Writing About Literature: Origin Stories (English Majors)
It isn't only superheroes that have origin stories. In fact, writers from many periods, working in many genres, have sought to explain and retell the histories that make characters, authors, nations and people (more generally) who they are. In addition to considering the prominence of the origin story in some contemporary pop culture artifacts, we'll read a variety of works that seek to explain how history makes and unmakes personality and identity. Works considered are likely to include William Shakespeare's play, Hamlet, Alison Bechdel's graphic memoir Fun Home, John Milton's epic poem Paradise Lost (selections), lyric poems by Natasha Trethewey, and Yaa Gyasi's novel Homegoing.
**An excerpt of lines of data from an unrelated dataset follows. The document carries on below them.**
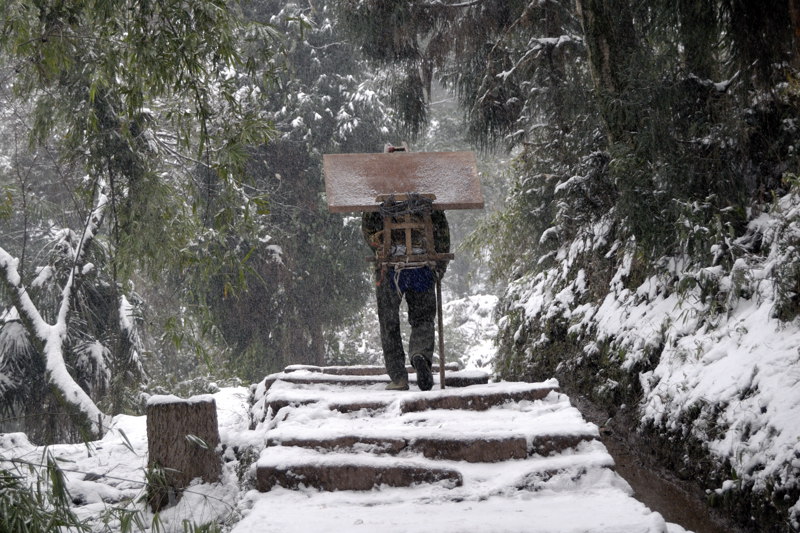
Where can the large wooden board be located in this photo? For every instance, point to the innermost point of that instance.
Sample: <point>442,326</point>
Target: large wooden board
<point>353,181</point>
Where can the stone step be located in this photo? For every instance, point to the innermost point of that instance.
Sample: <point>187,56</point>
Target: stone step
<point>311,377</point>
<point>478,398</point>
<point>362,370</point>
<point>294,468</point>
<point>472,449</point>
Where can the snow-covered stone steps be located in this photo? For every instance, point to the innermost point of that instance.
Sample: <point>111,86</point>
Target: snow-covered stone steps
<point>313,377</point>
<point>276,393</point>
<point>351,434</point>
<point>292,467</point>
<point>492,457</point>
<point>473,449</point>
<point>361,370</point>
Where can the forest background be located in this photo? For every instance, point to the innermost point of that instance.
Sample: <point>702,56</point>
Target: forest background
<point>163,216</point>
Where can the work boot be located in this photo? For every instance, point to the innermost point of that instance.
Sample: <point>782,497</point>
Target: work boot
<point>401,384</point>
<point>423,368</point>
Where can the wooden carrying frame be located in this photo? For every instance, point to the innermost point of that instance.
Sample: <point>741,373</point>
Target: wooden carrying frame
<point>361,182</point>
<point>429,257</point>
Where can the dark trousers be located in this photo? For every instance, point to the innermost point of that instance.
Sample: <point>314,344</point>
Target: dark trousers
<point>421,315</point>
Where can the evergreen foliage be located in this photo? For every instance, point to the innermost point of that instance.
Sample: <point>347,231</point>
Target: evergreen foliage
<point>309,277</point>
<point>124,100</point>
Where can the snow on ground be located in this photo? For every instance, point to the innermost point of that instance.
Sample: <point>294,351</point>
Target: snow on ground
<point>726,368</point>
<point>109,474</point>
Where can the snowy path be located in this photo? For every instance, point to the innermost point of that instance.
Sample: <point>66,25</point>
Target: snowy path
<point>562,482</point>
<point>569,490</point>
Another important part of English 2100 is to become familiar with a range of critical and theoretical approaches scholars might use to analyze a text. By comparing several theoretical approaches (such as New Criticism, feminism, postcolonial criticism, African American criticism and LGBTQ criticism) you will be able to see how your view of a text depends on the questions you ask about it. We will also highlight the historical relationship among literary criticism, social history and activism.
Over the course of the semester, you will practice the skills necessary to write and revise a critical literary analysis paper. By participating in this process, you will become not only a reader, but a scholar and interpreter of literature by the end of this class!